In "recent" news, Google announced its new Google app engine.  It immediately sparked commotions not only in the Geek-world, but also in business world.  A great review of the new product can be found here

Long story short:
1. Google gets so proud of its extremely scalable infrastructure that it now offers us to have a piece of it. Basically, it provide you with a SDK, with which you can develop your next best, breakthrough, world-changing Web application.  Such SDK can be downloaded and installed at your local machine. You then develop and test your application locally, with the SDK simulating the Web server.

2. After testing, you decide (or have to) host your next best thing with Google. Good news though, the giant offers upto 5ooMb of web space for free. Your application will now behave exactly as it does in your local machine. Your mom, dad  and grandparents now can access it.

3. The beauty of this Google App Engine is that once you upload your application onto Google, your application has the same scalability as Google possesses at the moment.
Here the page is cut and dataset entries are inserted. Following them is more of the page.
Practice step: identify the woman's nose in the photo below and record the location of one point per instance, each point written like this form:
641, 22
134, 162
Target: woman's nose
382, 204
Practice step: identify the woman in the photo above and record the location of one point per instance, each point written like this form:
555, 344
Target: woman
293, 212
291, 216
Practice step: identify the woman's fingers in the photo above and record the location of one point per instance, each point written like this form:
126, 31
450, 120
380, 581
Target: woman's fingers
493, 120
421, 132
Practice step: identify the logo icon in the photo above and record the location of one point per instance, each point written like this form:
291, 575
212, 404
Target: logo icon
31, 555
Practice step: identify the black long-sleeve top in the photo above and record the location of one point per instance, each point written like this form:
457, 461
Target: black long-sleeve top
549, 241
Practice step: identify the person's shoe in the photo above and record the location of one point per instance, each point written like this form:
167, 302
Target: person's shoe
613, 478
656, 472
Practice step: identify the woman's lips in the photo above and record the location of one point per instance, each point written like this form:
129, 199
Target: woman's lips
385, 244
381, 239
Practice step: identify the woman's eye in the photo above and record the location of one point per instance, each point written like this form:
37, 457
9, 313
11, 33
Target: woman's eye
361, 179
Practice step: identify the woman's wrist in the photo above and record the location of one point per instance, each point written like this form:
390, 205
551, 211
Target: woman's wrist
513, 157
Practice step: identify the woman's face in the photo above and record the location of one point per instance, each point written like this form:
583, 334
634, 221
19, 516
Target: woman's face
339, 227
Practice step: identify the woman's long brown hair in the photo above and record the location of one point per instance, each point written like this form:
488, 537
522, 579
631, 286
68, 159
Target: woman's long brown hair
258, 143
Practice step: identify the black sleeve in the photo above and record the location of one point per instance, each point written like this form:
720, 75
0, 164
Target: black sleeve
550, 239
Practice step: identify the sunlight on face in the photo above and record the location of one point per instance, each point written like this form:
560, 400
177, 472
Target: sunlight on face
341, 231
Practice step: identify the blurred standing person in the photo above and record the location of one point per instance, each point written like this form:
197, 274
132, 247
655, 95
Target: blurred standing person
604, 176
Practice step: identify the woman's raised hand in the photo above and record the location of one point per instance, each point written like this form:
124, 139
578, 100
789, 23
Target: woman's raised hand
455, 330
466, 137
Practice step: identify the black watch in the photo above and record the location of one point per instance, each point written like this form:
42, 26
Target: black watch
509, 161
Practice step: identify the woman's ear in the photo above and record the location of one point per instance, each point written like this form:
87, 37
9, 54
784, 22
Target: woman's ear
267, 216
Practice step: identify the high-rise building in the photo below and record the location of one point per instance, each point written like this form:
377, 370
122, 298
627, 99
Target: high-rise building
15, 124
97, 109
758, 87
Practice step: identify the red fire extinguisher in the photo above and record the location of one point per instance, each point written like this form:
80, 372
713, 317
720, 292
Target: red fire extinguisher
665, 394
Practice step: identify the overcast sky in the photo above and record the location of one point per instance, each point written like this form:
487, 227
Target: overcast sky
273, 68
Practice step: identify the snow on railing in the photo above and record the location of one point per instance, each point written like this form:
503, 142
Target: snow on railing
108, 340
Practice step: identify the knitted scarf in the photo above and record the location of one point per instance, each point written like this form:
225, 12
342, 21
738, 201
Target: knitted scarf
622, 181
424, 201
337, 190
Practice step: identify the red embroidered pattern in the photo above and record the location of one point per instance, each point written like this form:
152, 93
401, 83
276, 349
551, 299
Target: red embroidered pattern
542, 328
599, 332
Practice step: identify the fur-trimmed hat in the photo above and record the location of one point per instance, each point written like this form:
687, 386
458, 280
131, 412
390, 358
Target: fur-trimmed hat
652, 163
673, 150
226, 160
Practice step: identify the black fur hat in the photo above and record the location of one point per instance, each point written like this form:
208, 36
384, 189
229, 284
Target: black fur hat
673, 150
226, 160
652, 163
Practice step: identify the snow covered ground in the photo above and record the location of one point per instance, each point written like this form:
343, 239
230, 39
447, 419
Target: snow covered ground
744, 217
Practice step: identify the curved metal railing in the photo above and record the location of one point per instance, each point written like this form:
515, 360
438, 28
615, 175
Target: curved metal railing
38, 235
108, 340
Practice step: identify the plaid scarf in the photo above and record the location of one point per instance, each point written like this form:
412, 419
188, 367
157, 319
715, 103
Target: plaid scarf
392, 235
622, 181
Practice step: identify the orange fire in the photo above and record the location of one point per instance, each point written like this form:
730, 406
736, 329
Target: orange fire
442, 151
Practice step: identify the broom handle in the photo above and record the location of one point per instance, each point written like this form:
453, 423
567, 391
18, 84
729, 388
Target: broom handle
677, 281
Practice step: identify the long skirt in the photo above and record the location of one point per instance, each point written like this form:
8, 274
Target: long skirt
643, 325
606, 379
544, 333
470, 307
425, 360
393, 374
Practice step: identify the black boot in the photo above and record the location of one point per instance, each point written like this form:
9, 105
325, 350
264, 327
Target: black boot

It means that millions Internet users (as if I've ever have more than 10 friends?) can access your application at once without wrongly cursing the Internet for being so slow. In addition, you can rest assure of all the Distributed Denial of Service to your application, had you ever made enemy with a hacker. For start-up or even already established companies that struggle with bringing their business only, it seems to come in just the right time. 

Sounds to good to be true ? The review I mentioned early pointed out brilliantly the hidden catches of this new product.
1. It's all about lock-in. Once you get addicted and have written all your applications with this, it may prove difficult to switch to another platform. Or look at it another way, you definitely have to re-write the "legacy" code (which is everything) of your current application if moving to Google's platform sounds ideal for you.
2. If this infrastructure does provide a fully featured back-ends (databases, etc...), which I suppose it does, the prominent question is  what will happen with your data. Google does not have the best reputation on it practice of gathering and handling private data. 
3. The long term effect of the lock-in strategy appears more worrying. Let see your application REALLY is the next best thing. You already relied on Google to make it extremely scalable. Moving away from it may not be the best move, as performance of your application won't get any better. And when Google comes to offer you a take-over deal, it almost definitely is the offer you can not refuse. Should you determine to sell your application for another party, such third parties may think twice with all the cost and effects when moving away from Google. 
4. This is probably not a catch, but I personally think that this product may encourage bad practices in developing scalable applications. Think of how many years of research effort has put on studying distributed system and how to make it scalable. Now with this, developers will not feel the need of designing a better, sustainable application.

My conclusion is that it is a great move by Google, probably Amazon's Cloud killer in my opinion. It illustrates vividly the current move towards a Software as a Service paradigm. Next best things really are just around the corner.